Simple task framework - building software from reusable pieces
- by RuslanD
I'm writing a web service with several APIs, and they will be sharing some of the implementation code. In order not to copy-paste, I would like to ideally implement each API call as a series of tasks, which are executed in a sequence determined by the business logic.
One obvious question is whether that's the best strategy for code reuse, or whether I can look at it in a different way. But assuming I want to go with tasks, several issues arise:
What's a good task interface to use?
How do I pass data computed in one task to another task in the sequence that might need it?
In the past, I've worked with task interfaces like:
interface Task<T, U> {
U execute(T input);
}
Then I also had sort of a "task context" object which had getters and setters for any kind of data my tasks needed to produce or consume, and it gets passed to all tasks. I'm aware that this suffers from a host of problems. So I wanted to figure out a better way to implement it this time around.
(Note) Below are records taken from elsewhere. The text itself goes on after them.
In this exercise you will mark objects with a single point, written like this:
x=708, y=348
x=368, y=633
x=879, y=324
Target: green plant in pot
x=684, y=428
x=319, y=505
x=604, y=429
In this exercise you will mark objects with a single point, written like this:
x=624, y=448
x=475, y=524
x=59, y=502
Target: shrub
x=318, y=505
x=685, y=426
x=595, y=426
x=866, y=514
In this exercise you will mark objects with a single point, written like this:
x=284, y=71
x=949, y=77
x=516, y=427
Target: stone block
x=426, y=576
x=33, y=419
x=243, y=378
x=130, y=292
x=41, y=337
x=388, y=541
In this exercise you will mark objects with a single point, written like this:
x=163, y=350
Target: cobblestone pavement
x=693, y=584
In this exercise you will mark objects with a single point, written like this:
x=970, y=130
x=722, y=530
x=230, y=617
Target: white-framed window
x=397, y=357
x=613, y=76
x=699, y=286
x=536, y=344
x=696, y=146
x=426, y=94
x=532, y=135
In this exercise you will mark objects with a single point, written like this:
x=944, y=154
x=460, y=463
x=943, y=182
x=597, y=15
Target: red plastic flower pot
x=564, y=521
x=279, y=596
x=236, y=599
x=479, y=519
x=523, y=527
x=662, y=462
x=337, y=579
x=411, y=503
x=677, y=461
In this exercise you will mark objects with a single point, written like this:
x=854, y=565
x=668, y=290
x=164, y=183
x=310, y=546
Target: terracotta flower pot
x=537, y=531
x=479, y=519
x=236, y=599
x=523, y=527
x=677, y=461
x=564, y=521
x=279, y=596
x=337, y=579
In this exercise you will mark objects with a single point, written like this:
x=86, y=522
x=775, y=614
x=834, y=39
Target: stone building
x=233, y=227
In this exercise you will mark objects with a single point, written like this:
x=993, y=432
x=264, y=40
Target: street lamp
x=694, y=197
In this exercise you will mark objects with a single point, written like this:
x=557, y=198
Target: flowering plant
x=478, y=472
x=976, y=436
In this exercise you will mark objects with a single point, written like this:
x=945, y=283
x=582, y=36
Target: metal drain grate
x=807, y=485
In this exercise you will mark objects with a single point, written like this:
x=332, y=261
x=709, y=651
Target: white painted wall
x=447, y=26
My current idea is to have a TaskContext object which is a type-safe heterogeneous container (as described in Effective Java). Each task can ask for an item from this container (task input), or add an item to the container (task output). That way, tasks don't need to know about each other directly, and I don't have to write a class with dozens of methods for each data item. There are, however, several drawbacks:
Each item in this TaskContext container should be a complex type that wraps around the actual item data. If task A uses a String for some purpose, and task B uses a String for something entirely different, then just storing a mapping between String.class and some object doesn't work for both tasks. The other reason is that I can't use that kind of container for generic collections directly, so they need to be wrapped in another object.
This means that, based on how many tasks I define, I would need to also define a number of classes for the task items that may be consumed or produced, which may lead to code bloat and duplication. For instance, if a task takes some Long value as input and produces another Long value as output, I would have to have two classes that simply wrap around a Long, which IMO can spiral out of control pretty quickly as the codebase evolves.
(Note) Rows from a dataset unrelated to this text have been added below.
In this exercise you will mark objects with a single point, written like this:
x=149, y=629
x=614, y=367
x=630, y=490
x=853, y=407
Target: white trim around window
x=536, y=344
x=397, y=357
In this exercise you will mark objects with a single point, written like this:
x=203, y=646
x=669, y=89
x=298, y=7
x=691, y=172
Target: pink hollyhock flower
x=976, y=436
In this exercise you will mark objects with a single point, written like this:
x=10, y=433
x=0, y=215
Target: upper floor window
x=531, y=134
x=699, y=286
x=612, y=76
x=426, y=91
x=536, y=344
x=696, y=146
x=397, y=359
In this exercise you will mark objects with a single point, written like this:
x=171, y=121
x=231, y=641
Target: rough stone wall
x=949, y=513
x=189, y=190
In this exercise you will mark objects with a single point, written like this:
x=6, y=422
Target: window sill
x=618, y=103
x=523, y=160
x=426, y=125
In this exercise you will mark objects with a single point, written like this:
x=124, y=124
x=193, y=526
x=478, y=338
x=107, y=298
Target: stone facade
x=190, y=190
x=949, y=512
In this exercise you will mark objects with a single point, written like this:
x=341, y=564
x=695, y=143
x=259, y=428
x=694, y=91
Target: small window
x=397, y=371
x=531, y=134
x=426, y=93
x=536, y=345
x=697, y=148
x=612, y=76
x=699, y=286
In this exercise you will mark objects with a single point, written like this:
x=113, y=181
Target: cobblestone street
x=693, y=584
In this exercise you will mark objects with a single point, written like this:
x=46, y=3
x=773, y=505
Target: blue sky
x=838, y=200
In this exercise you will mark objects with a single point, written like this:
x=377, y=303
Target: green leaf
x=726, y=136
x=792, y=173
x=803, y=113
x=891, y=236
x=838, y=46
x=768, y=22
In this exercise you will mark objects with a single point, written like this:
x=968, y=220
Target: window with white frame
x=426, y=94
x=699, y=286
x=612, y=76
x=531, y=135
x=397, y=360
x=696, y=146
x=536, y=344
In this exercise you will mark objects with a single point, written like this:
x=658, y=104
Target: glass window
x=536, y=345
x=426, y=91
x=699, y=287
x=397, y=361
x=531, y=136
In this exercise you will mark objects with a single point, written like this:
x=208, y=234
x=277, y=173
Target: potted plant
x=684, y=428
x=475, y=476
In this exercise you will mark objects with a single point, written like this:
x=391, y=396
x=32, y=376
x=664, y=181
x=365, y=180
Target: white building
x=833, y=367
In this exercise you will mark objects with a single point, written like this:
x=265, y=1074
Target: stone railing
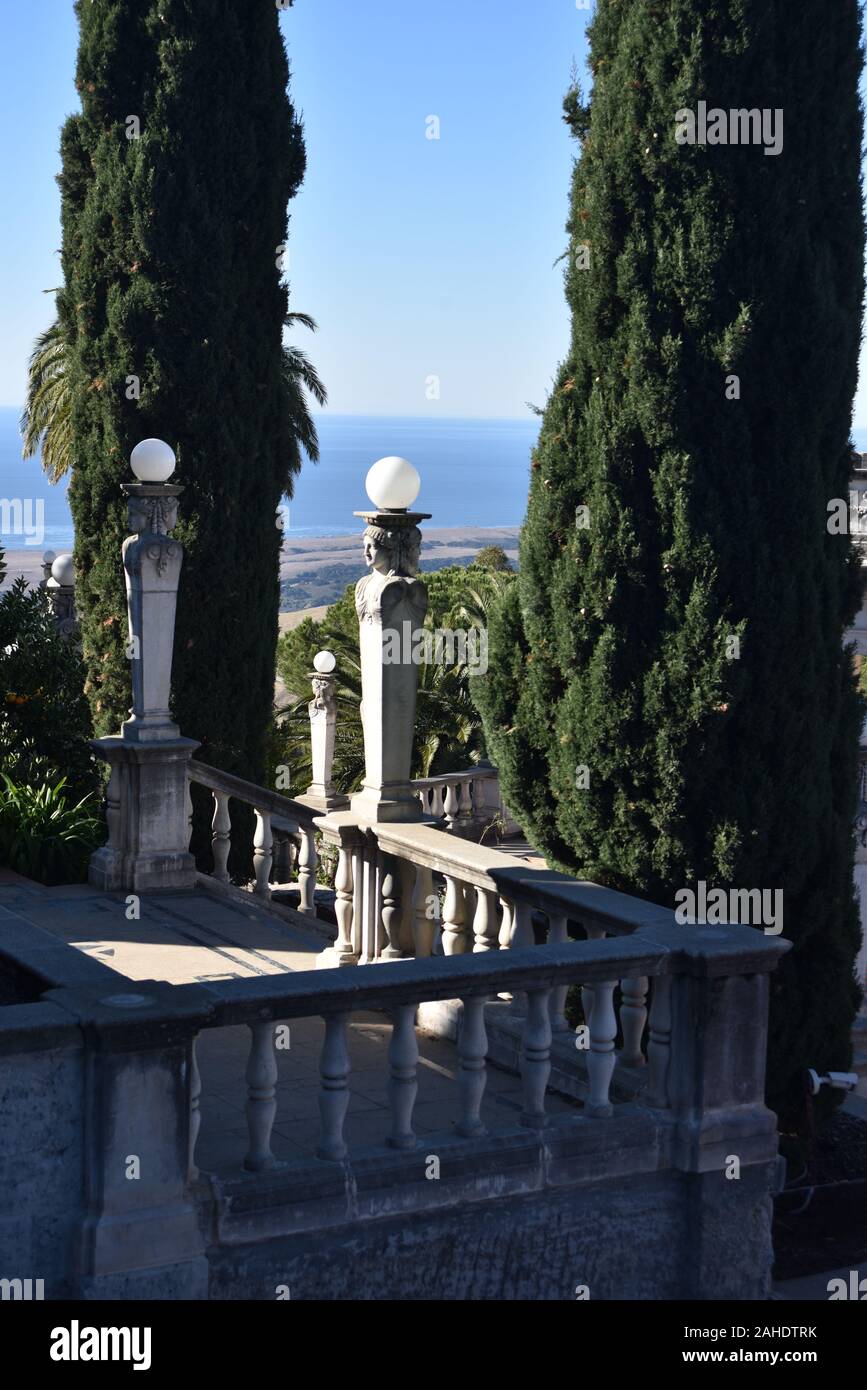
x=116, y=1062
x=464, y=802
x=705, y=1047
x=284, y=838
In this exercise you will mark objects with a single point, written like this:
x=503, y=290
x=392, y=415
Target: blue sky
x=418, y=257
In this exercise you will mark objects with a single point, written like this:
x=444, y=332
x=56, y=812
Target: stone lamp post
x=147, y=794
x=60, y=587
x=391, y=603
x=323, y=710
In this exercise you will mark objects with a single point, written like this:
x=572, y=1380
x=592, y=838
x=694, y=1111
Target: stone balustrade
x=705, y=1047
x=284, y=840
x=628, y=1196
x=463, y=802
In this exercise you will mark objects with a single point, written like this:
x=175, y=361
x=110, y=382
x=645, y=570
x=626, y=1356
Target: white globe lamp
x=152, y=460
x=63, y=570
x=392, y=484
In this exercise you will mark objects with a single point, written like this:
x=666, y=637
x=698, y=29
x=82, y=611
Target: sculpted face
x=375, y=555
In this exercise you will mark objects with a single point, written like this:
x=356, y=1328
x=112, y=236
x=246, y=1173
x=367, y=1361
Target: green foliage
x=170, y=253
x=492, y=558
x=46, y=833
x=46, y=423
x=688, y=266
x=45, y=719
x=448, y=726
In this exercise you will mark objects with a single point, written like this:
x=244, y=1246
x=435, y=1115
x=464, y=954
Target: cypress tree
x=175, y=182
x=669, y=697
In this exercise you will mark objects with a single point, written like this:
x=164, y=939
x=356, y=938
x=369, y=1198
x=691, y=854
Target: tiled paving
x=179, y=937
x=223, y=1055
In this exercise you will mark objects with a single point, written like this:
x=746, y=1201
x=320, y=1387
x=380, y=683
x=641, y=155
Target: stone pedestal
x=147, y=816
x=391, y=603
x=323, y=795
x=147, y=801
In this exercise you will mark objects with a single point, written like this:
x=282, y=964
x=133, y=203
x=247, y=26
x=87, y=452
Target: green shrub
x=45, y=720
x=45, y=833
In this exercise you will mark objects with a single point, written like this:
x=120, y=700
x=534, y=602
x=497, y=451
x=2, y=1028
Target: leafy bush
x=45, y=720
x=448, y=726
x=45, y=833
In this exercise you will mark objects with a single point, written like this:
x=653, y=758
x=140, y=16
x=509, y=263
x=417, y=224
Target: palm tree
x=300, y=374
x=46, y=421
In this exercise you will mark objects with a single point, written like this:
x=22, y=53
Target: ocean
x=473, y=473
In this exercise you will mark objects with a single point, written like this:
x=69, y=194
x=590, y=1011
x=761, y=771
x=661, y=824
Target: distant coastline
x=314, y=570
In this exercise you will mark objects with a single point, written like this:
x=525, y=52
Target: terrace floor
x=197, y=937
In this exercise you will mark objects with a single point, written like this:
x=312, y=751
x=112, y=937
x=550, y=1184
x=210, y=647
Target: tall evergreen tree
x=175, y=182
x=669, y=697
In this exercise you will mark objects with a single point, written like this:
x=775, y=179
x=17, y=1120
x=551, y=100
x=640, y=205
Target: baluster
x=371, y=925
x=261, y=1104
x=523, y=934
x=188, y=805
x=450, y=805
x=471, y=1050
x=406, y=927
x=195, y=1111
x=453, y=926
x=485, y=926
x=632, y=1018
x=403, y=1087
x=389, y=888
x=587, y=990
x=307, y=868
x=506, y=925
x=659, y=1043
x=505, y=937
x=221, y=837
x=334, y=1091
x=425, y=913
x=535, y=1057
x=359, y=900
x=263, y=841
x=602, y=1058
x=343, y=908
x=557, y=933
I briefly looked at workflow engine libraries, but they kind of seem like a heavy hammer for this particular nail. How would you go about writing a simple task framework with the following requirements:
Tasks should be as self-contained as possible, so they can be composed in different ways to create different workflows.
That being said, some tasks may perform expensive computations that are prerequisites for other tasks. We want to have a way of storing the results of intermediate computations done by tasks so that other tasks can use those results for free.
The task framework should be light, i.e. growing the code doesn't involve introducing many new types just to plug into the framework.